Alumni Stories · Start-up

Sailing through the supply chain crunch

Voyager Portal, a tech start-up that evolved from an IMD MBA summer research project with an aim of simplifying shipping, has raised nearly $10 million in funding from venture capitalists and other investors.
December 2021

 - IMD Business School

Over the past 18 months, the disruption wrought by the COVID-19 pandemic has exposed the fragilities in the global supply chain to everyone who has had to wait months for a new car or found the supermarket shelves devoid of toilet paper. For Matthew Costello, MBA 2017, these faults were already obvious four years ago.

In 2017, he invited his friend and now co-founder Brett Smart to Lausanne to help him conduct a deep dive on the maritime industry as part of his summer research project. Having both worked at chemical tanker operator Stolt Nielsen, the pair tapped their contacts and surveyed over 100 people on the pain points, which included frustrations around fuel, the penalties levied for waiting too long at ports, and the way different players in the industry work together.

Business plans on butcher’s paper

They came up with more than 20 business ideas, which they mapped out onto large pieces of butcher’s paper. Then, in true MBA-style, they calculated the market size for their ideas and put them on an ease/value matrix to work out which ones would deliver the most value quickest. The pair settled on creating a single supply management platform that allows companies to coordinate shipments and Voyager Portal was born.

A major finding from the survey was that companies were often coordinating complex shipments via email, spreadsheets, and PDFs. “We found that about 40% of people’s time was spent on low value, low complexity work,” said Costello.

“I was astonished to hear from Matthew how far behind the shipping industry was in adopting information technology,” recalled Ian Charles Stewart, serial entrepreneur and Executive in Residence at IMD, who heard Costello’s research project presentation. “I made a couple of calls to verify what he was saying and quickly realised he had a real opportunity. Even if I wasn’t sure that the service he was proposing to start with would be the one that took off.”

It turns out Voyager Platform’s supply chain management platform, which makes it easier for customers to manage the workflow around moving cargo, came at just the right time. While the shipping industry was slow to catch on to digitalization, the turbulence caused by clogged ports and overwhelmed supply chains exposed the need to invest in technology and data to make sure shipments flowed more smoothly.

The Houston-based company grew quickly throughout the pandemic and now manages more than $1 billion of freight on its platform with customers in the renewable energy, petrochemicals, offshore and Oil & Gas sectors in the United States and Europe.

“From a technology standpoint it made everyone realize how little data they had to understand their business at the edge of what is possible,” said Costello, adding spending on technology by industry players has more than tripled.

Reeling in investment

Its success caught the attention of investors. Having secured $1.5m in seed funding from ATX Venture Partners, Blue Bear Capital and GreenHawk Capital, it racked up a further $8.4 million in a Series A investment round led by Oman-based venture capital firm Phaze earlier this month.

Voyager Portal plans to use the funding to expand its sales and marketing efforts in Europe and Southeast Asia and expects to more than double in size to around 50 staff by the end of next year. Its ambition is to not only help ease collaboration between shipping companies, freighter and brokers, but also to help analyze data and trends to predict what might happen to shipments.

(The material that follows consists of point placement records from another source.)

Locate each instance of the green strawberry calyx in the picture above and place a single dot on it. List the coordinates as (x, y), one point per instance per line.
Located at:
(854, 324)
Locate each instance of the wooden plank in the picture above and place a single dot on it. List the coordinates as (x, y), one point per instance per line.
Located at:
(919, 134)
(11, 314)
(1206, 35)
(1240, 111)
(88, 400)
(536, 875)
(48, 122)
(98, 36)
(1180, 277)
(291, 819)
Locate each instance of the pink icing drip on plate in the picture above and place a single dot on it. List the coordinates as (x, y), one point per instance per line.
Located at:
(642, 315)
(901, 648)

With shipping accounting for around 3% of global greenhouse emissions, there is growing pressure on the industry to reduce its carbon footprint. Costello said Voyager Platform’s workflow engine allows customers to track the emissions data of their maritime shipments.

In the future, this will enable customers to benchmark different suppliers according to their emissions and source greener transport by selecting carriers with a lower footprint or shorter transit times.

Top tips for entrepreneurs

Costello chose IMD for his MBA because of its deep connections with the shipping industry. Both Søren Skou and Søren Toft, the CEOs of Maersk and MSC respectively, both completed their MBAs at IMD.

As well as giving him the bug for entrepreneurship, IMD offered support in the early days of Voyager Portal by including the company in its annual Startup Competition.

For anyone considering taking the leap and starting their own business, Costello has the following advice:

  1. Pick your founding team with a lot of care and thought because you are going to be with them for life; don’t rush that decision.
  2. Start somewhere small and niche where you can quickly figure out if it’s a good idea and reduce the decision cycle and feedback loop to as short a period as possible.
  3. Just jump off the deep end and do it! The reality is you are going to have to take some really big gambles. Unless you are all in, it’s hard to do it properly.